Thorium monoxide
- Names: IUPAC names Thorium monoxide Thorium(II) oxide

Identifiers
- CAS Number: 12035-93-7;
- 3D model (JSmol): Interactive image;
- PubChem CID: 157401513;

Properties
- Chemical formula: ThO
- Molar mass: 248.04 g·mol^{−1}
- Appearance: black solid

Structure
- Crystal structure: face-centered cubic
- Lattice constant: a = 4.31 Å

= Thorium monoxide =

Thorium monoxide (thorium(II) oxide), is the binary oxide of thorium having chemical formula ThO. In the vapor phase, it is a diatomic molecule.

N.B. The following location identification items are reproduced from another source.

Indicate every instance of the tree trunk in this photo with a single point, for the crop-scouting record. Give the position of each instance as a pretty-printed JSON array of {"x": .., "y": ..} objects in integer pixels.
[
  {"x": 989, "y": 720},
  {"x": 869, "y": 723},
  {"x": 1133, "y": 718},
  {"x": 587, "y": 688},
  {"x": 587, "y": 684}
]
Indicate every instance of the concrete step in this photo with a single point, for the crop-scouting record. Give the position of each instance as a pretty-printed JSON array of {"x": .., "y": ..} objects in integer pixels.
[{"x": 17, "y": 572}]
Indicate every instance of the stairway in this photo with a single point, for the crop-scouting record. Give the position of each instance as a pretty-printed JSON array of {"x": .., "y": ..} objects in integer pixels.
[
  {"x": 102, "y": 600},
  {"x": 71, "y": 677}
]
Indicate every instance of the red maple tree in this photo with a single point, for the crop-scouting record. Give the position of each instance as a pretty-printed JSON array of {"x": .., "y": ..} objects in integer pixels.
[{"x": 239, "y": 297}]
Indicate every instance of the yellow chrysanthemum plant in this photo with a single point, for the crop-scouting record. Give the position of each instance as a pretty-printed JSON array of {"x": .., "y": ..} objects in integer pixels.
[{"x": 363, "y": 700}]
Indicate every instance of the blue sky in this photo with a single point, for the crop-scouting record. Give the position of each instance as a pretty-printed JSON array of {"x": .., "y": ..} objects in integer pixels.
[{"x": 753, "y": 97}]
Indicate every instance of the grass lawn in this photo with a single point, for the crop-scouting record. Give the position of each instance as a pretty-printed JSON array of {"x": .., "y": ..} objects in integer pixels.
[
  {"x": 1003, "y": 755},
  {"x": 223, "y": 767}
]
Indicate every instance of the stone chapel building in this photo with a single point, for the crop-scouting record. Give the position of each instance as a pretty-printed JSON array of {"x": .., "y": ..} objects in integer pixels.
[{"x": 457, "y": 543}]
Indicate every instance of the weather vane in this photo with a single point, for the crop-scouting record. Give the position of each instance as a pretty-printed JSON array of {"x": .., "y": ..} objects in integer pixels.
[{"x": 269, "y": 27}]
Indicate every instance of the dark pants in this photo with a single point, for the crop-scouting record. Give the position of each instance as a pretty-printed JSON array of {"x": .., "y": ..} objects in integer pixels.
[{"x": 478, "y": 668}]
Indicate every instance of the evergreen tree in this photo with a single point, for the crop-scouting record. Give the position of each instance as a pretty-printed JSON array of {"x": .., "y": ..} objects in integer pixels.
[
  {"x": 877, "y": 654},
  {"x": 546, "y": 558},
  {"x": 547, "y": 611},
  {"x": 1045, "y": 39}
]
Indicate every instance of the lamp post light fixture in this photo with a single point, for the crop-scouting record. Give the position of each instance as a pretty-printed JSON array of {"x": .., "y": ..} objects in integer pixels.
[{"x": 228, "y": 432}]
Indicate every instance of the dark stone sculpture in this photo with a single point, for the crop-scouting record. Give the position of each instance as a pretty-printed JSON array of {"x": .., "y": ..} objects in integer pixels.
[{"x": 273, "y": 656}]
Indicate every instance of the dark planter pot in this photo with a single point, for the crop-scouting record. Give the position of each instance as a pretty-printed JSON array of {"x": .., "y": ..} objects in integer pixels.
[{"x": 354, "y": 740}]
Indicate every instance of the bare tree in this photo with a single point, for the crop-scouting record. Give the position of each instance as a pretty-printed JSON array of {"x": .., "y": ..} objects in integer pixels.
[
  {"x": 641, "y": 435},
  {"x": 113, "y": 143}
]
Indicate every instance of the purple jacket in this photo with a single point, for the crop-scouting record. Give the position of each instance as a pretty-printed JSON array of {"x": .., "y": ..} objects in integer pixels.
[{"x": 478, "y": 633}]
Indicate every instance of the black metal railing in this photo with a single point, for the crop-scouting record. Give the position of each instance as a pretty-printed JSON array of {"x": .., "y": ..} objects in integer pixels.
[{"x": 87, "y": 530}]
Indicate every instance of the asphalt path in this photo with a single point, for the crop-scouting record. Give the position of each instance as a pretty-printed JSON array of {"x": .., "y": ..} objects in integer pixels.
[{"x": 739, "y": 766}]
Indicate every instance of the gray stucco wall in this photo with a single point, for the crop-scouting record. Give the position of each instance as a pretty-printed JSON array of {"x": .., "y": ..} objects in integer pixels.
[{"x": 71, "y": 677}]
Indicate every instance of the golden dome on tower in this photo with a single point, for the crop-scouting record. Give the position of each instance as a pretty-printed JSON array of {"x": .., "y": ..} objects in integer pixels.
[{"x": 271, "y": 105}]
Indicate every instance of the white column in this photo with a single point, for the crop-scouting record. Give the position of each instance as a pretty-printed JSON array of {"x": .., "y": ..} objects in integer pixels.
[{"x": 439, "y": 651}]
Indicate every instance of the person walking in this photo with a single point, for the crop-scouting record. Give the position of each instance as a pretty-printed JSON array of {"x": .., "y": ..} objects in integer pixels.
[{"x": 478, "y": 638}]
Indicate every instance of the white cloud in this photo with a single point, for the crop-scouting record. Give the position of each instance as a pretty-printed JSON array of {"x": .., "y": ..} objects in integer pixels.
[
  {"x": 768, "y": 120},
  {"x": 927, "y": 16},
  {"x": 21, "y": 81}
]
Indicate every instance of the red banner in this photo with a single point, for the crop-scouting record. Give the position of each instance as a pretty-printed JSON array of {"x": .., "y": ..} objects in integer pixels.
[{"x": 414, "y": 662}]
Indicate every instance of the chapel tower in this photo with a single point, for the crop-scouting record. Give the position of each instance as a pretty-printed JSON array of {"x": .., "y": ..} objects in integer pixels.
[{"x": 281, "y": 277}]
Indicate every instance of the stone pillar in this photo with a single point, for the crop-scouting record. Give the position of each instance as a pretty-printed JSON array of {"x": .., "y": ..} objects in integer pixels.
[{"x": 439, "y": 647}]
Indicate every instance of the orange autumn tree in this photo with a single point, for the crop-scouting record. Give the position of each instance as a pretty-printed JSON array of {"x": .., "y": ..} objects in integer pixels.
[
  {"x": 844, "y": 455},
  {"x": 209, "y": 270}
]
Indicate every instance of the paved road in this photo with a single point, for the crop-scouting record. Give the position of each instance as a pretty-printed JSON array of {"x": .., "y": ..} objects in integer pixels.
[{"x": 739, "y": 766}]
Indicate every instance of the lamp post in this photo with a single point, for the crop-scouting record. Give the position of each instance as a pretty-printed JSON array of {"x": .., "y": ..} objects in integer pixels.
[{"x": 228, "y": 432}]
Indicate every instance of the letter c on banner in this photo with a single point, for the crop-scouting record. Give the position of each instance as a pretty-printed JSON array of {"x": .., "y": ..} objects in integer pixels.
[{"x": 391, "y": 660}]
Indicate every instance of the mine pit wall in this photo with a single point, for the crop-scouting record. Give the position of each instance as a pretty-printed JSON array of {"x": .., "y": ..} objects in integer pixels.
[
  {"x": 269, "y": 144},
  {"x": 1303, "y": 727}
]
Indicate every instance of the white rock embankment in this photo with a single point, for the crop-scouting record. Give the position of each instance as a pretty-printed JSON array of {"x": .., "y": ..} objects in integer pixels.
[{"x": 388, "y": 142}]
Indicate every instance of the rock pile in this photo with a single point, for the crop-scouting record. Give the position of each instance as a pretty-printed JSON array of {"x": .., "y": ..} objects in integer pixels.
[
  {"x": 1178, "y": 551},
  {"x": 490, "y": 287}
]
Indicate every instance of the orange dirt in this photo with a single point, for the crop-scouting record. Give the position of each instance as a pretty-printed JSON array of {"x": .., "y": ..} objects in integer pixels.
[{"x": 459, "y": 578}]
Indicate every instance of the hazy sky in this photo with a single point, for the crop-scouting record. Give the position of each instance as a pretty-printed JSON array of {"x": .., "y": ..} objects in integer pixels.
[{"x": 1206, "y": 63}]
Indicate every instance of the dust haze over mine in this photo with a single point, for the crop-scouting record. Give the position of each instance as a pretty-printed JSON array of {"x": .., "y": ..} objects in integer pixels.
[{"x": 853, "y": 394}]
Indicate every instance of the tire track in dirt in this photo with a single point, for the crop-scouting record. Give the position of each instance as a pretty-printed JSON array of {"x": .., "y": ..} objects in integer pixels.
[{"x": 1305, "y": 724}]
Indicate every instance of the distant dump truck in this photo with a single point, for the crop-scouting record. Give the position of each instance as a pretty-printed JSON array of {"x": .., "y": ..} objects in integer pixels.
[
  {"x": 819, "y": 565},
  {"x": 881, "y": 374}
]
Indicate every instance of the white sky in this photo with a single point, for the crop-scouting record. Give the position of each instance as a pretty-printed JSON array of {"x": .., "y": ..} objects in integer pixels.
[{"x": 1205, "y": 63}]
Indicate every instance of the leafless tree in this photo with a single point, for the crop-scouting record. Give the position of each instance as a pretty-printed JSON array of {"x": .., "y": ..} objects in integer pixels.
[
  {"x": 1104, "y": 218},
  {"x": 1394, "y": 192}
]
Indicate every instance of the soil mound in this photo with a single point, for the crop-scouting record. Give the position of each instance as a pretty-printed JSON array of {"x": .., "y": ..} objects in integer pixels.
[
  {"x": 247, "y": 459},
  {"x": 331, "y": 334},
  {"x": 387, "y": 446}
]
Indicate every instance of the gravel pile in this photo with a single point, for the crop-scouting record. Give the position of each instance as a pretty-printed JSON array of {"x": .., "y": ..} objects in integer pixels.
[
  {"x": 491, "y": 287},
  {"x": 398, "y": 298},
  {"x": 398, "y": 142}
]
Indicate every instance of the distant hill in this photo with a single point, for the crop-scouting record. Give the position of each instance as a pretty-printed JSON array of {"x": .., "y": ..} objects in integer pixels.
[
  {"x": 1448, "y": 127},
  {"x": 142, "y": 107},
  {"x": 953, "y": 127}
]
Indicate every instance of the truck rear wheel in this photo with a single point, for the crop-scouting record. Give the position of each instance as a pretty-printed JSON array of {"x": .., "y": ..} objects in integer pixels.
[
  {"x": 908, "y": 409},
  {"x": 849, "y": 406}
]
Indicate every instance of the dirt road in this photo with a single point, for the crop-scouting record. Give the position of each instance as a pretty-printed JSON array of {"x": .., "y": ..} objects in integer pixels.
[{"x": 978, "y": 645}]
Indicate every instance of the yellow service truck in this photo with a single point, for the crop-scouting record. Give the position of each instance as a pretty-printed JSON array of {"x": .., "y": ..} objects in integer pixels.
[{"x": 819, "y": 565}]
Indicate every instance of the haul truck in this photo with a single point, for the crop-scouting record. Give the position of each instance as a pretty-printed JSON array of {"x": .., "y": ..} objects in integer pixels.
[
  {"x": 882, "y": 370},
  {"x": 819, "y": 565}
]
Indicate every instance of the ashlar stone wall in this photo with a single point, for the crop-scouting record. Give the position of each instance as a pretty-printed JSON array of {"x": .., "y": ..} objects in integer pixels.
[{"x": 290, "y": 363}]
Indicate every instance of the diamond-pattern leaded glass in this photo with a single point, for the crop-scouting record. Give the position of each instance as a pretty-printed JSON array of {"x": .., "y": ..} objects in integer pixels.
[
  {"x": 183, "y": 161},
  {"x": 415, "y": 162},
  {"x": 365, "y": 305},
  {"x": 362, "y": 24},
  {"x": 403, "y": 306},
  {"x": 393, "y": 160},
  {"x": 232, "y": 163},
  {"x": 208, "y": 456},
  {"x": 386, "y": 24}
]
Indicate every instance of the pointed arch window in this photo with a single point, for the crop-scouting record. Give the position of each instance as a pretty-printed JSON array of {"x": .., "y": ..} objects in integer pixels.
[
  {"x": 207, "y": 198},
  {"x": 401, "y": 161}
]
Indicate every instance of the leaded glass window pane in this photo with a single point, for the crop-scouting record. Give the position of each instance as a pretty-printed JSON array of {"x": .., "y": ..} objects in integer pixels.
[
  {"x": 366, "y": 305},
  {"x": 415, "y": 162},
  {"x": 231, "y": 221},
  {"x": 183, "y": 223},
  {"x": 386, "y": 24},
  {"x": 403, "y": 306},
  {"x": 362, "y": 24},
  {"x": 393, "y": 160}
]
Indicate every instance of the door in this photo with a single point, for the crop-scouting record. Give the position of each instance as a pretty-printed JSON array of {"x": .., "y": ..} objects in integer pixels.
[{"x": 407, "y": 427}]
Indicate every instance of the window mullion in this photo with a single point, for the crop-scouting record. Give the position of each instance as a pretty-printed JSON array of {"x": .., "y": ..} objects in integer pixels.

==Gaseous (molecular) form==
Laser ablation of thorium in the presence of oxygen produces vapor-phase thorium monoxide. Thorium monoxide molecules contain a highly polar covalent bond. The effective electric field between the two atoms has been calculated to be about 80 gigavolts per centimeter, one of the largest known internal effective electric fields.

==Solid form==
Simple combustion of thorium in air produces thorium dioxide. However, exposure of a thin film of thorium to low-pressure oxygen at medium temperature forms a rapidly growing layer of thorium monoxide under a more-stable surface coating of the dioxide.

At extremely high temperatures, thorium dioxide can convert to the monoxide either by a comproportionation reaction (equilibrium with liquid thorium metal) above 1850 K or by simple dissociation (evolution of oxygen) above 2500 K.